Le compagne sono le migliori ad amministrare le risorse, meglio degli uomini, noi siamo più spendaccioni, in verità. Quindi questo collettivo di donne aiuta altre donne di altri villaggi, ovvero, se ci sono 40 vacche ne danno 20 a un altro villaggio e quando le 20 vacche crescono, dieci rimangono a quel villaggio e dieci a quello che le ha date, così si vanno appoggiando l’un l’altro. Così si sono appoggiati da un comune autonomo all'altro. Ora la situazione è che chi dà lavoro, chi sa organizzare il lavoro, sono le nostre compagne, danno il lavoro agli uomini.

Prima le nostre compagne mogli non ne avevano la possibilità, ora sono promotrici dell’educazione, della salute, sono consigli dei MAREZ, dei comuni autonomi, sono autorità del popolo, che chiamiamo comisariadas o agentas, sono membri della Giunta del Buon Governo, sono annunciatrici radiofoniche, lavorano nei laboratori sanitari, stanno imparando a fare le chirurghe. Dunque ora le compagne stanno in un sacco di cose.

Il grande cambiamento che hanno visto è che ribelli e comandanti hanno capito, amano il popolo, perché noi non vogliamo essere governo e ci hanno convinto, perché ciò che dicono i popoli è la verità. Poi, va bene, siamo rivoluzionari, ribelli, ma quelli che affrontano tutto giorno e notte, giorno dopo giorno, sono i popoli e, pertanto, sanno di più.

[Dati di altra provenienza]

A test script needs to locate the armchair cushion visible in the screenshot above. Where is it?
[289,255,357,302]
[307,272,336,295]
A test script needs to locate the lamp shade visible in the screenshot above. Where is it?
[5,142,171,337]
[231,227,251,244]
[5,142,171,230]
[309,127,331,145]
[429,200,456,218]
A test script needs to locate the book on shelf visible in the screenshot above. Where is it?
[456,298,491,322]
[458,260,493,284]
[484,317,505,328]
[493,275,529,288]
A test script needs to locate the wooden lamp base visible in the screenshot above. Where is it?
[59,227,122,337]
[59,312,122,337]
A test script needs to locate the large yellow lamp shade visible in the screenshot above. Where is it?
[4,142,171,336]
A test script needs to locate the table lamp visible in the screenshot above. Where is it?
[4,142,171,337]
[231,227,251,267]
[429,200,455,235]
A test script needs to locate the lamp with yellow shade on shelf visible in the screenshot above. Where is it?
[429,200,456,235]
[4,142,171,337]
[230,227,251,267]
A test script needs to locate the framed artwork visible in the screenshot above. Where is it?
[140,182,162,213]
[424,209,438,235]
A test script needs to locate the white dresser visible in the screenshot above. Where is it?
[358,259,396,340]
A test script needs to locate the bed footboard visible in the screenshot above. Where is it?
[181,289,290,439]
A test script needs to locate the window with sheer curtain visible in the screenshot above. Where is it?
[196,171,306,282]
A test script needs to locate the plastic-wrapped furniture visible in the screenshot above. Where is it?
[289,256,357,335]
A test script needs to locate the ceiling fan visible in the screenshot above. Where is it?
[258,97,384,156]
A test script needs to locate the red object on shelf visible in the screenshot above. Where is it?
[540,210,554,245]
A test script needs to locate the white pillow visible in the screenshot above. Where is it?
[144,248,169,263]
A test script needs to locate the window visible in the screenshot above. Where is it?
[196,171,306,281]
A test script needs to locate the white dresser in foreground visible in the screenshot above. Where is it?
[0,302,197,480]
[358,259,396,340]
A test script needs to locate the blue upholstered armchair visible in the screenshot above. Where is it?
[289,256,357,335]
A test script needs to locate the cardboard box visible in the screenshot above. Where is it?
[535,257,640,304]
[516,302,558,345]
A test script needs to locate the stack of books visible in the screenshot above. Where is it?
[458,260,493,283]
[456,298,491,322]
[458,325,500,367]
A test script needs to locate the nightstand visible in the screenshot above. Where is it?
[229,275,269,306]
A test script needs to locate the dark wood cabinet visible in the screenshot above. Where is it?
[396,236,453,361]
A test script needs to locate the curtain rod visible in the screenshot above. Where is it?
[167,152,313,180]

La sorpresa che c’è è che quando i giovani e le giovani ottengono la libertà, ad esempio, vogliono imparare molte cose, solo che in questo momento non abbiamo possibilità, tuttavia hanno in animo di migliorare quello che stanno facendo. Per esempio: parlano di come hanno vissuto i loro bisnonni e i loro nonni, che non hanno mai preso medicine, vivevano con le piante medicinali. Quindi loro, i giovani e le giovani, adesso dicono che hanno bisogno di studiare la proprietà della tale pianta, stanno già parlando di, com'è che si dice, chimica, biologia e cose così, laboratori, dove li troviamo? Certo è una difficoltà che abbiamo proprio adesso, ma dovremo risolverla, vai a sapere come.

Un’altra sorpresa che ci hanno fatto i compagni è questa, come loro vedono le cose, come le comprendono, il capitalismo vuole che regni il denaro? – dicono – cioè se non hai denaro non puoi avere nulla? Quindi parlano di come vivevano i nostri bisnonni, perché prima il denaro non esisteva, e cominciano a investigare, viene fuori che facevano scambi, si prestavano cose, allora dicono che questo va riscattato. Stiamo dicendo ora che il denaro non serve, ma oggi sì serve, fanno esempi nel sistema in cui stiamo, i dannati medici così dicono. Quando ti fanno un’operazione non accettano una tonnellata di mais o di fagioli, chi paga, soldi. Allora sì, dobbiamo lavorare per avere denaro per queste necessità, ma per molte cose no. Sono cose così che i compagni vanno riscattando dalle loro culture. Una grande sorpresa che abbiamo avuto è che questa autonomia di cui parliamo, cioè che il popolo comanda e il governo ubbidisce, non viene da manuali, da libri, ne da documentari, perché è davvero il popolo che comanda, sono loro che hanno inventato, creato, immaginato, uomini e donne, e migliaia. Questo ci ha davvero sorpreso.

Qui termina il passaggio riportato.